Insgesamt stellt Salzborn fest, daß der Einfluß der völkischen Volksgruppentheorie seit der Mitte der 1970er Jahre im internationalen (UN) und im europäischen Rahmen (Europarat) erheblich gestiegen ist und an einflußreichen Stellen als politisch legitim angesehen wird. Warnende Stimmen wurden in Deutschland bisher kaum wahrgenommen, sie sind aber im europäischen Ausland nicht selten und vor allem gewichtig. So wies etwa der Ständige Sekretär der Académie Française, Maurice Druon, schon 1999 in Le Figaro darauf hin, daß die angestrebten Minderheiten- und Volksgruppenrechte allein für die Bundesrepublik gewinnbringend seien, bemühe sie sich doch intensiv darum, die Rechte der deutschsprachigen Minderheiten jenseits ihrer eigenen Staatsgrenzen umfangreich durchzusetzen.
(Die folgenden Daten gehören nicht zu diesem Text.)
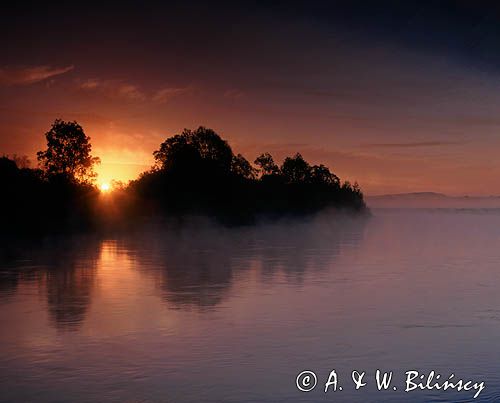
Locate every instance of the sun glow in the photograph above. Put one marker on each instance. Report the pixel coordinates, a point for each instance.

Andere wie die französische Sprachwissenschaftlerin Yvonne Bollmann sprechen von einer „politischen Ethnisierung von Konflikten in Europa mittels einer völkisch-subversiven Sprachpolitik“ (Salzborn S. 21). Heute wäre noch ein Hinweis auf die Wiederbelebung der Erinnerung an die sog. deutschen Siedlungsgebiete zwischen der heutigen deutschen Ostgrenze und dem Schwarzen Meer im deutschen kollektiven Gedächtnis als einen weiteren Schritt auf dem Weg zur Festigung und politischen Instrumentalisierung völkischer Traditionen und der Formung entsprechender Geschichtsbilder angebracht. Auch das zeigt die außerordentliche Bedeutung dieser bemerkenswerten Studie von Samuel Salzborn.